ExternalLoginSSOSessionProvider
This provider is used to suppress the 'choose identity provider' screen and sign-out from a federated identity provider. It is typically referenced in a technical profile configured for a federated identity provider, such as Facebook, or Azure Active Directory. The following SM-SocialLogin technical profile is included in the custom policy starter pack.
Metadata
Azure B2c Single Sign On
| Attribute | Required | Description |
|---|---|---|
| AlwaysFetchClaimsFromProvider | No | Not currently used, can be ignored. |
OAuthSSOSessionProvider
This provider is used for managing the Azure AD B2C sessions between a OAuth2 or OpenId Connect relying party and Azure AD B2C.
SamlSSOSessionProvider
This provider is used for managing the Azure AD B2C SAML sessions between a relying party application or a federated SAML identity provider. When using the SSO provider for storing a SAML identity provider session, the RegisterServiceProviders must be set to false. The following SM-Saml-idp technical profile is used by the SAML identity provider technical profile.
When using the provider for storing the B2C SAML session, the RegisterServiceProviders must set to true.
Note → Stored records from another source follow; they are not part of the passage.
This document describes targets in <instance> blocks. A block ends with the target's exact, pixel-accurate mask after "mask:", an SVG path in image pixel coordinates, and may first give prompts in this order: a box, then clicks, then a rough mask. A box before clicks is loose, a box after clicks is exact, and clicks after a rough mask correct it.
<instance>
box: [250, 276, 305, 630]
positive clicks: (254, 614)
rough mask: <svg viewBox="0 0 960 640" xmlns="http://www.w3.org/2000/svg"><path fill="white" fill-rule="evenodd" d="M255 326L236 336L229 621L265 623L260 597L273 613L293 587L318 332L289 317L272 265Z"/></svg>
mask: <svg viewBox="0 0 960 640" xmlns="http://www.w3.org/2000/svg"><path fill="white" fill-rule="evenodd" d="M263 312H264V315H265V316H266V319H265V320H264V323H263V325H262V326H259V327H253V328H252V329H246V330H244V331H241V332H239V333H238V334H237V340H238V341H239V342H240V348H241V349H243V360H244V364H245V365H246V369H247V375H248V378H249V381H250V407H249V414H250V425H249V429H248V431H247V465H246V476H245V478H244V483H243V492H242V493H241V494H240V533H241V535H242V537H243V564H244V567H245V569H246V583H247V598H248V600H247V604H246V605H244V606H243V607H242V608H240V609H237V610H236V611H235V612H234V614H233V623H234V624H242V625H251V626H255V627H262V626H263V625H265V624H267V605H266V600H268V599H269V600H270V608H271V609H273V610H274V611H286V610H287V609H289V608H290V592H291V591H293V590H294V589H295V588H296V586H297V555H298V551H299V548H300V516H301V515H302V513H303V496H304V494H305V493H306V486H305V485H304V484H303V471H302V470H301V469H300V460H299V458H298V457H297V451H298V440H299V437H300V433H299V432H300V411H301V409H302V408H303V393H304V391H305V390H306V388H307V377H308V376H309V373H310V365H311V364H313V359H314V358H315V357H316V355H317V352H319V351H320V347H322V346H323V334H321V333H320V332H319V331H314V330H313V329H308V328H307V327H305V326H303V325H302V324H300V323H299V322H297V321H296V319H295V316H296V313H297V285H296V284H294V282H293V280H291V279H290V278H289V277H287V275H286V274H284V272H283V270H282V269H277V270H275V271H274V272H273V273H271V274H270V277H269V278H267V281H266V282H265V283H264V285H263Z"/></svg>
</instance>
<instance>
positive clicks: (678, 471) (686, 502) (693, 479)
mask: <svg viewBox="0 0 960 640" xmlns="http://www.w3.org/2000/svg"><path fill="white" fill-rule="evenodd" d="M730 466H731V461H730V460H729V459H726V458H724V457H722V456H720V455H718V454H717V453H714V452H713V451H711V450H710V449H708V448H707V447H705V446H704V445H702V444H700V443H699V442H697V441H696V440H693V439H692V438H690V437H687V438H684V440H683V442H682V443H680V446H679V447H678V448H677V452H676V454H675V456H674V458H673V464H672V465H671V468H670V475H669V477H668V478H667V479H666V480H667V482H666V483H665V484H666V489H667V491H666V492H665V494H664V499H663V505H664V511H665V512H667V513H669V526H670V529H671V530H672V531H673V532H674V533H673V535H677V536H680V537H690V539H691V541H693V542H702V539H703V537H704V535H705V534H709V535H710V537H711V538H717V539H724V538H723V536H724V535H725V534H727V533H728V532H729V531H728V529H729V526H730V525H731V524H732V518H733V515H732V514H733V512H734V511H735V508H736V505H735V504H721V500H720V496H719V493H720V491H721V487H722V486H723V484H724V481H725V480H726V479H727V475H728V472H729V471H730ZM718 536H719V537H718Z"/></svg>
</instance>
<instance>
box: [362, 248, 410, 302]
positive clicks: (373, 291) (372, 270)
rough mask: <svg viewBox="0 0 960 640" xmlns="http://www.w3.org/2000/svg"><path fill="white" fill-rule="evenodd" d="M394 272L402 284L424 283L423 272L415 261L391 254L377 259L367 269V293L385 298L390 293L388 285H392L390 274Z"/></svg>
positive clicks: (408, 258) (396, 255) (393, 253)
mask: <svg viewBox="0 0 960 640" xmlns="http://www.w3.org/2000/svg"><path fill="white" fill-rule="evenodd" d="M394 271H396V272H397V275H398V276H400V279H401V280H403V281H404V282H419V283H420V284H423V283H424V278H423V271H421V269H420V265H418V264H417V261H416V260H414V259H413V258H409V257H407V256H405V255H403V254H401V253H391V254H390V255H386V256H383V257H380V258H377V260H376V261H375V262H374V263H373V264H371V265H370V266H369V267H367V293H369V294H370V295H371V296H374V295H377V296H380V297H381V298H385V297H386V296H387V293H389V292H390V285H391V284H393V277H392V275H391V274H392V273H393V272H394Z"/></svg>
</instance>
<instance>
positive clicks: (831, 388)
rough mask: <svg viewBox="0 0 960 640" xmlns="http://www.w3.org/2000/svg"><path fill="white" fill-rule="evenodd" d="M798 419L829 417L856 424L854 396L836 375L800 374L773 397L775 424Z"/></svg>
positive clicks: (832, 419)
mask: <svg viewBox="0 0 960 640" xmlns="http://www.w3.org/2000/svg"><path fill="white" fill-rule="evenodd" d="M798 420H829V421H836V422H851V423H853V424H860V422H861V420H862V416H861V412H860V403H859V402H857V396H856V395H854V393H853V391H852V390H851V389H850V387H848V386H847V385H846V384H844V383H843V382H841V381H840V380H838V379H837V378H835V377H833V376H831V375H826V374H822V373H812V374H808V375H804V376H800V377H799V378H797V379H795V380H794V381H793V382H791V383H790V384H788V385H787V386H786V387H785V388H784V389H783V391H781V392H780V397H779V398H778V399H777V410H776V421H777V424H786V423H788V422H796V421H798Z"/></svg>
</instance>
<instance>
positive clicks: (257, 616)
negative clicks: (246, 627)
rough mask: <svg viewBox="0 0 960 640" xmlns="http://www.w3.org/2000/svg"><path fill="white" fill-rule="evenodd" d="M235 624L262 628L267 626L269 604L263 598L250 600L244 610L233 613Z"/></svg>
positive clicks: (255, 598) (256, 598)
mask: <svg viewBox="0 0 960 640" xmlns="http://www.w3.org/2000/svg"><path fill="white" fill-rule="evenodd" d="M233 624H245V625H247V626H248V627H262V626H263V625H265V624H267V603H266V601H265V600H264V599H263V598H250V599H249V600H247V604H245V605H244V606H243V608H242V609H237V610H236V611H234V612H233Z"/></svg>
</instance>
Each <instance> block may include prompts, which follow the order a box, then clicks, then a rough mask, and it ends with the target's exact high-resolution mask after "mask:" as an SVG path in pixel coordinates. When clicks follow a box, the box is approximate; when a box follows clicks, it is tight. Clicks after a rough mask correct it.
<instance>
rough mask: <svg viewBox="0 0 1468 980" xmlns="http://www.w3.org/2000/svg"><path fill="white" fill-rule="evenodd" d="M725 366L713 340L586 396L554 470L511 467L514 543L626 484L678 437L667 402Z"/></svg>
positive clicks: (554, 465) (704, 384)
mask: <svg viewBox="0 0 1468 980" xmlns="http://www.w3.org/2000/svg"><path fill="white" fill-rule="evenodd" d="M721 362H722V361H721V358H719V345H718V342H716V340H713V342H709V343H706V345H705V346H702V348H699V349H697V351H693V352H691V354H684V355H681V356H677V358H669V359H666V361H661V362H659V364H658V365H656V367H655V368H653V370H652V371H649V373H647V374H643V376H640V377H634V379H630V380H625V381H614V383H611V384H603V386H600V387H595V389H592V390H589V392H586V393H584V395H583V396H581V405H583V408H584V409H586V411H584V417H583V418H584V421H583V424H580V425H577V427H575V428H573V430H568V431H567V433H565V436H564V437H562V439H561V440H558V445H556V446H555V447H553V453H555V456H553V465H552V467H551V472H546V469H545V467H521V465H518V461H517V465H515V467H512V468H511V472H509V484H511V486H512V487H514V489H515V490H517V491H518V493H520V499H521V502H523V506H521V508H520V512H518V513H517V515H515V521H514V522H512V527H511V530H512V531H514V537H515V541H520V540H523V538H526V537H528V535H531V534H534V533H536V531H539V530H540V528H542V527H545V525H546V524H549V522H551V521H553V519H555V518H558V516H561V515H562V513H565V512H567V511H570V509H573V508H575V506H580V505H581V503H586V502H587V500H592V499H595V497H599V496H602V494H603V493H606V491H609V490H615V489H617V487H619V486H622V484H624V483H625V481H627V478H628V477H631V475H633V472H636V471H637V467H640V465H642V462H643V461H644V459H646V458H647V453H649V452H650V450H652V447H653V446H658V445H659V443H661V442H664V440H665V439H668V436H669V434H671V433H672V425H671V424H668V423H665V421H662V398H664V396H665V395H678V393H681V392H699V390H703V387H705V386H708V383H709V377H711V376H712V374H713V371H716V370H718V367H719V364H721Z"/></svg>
SAML session logout requires the SessionIndex and NameID to complete.
Azure B2c Single Sign On Configuration
The following SM-Saml-issuer technical profile is used by SAML issuer technical profile
Metadata
| Attribute | Required | Description |
|---|---|---|
| IncludeSessionIndex | No | Not currently used, can be ignored. |
| RegisterServiceProviders | No | Indicates that the provider should register all SAML service providers that have been issued an assertion. Possible values: true (default), or false. |
Next steps
Learn how to configure session behavior.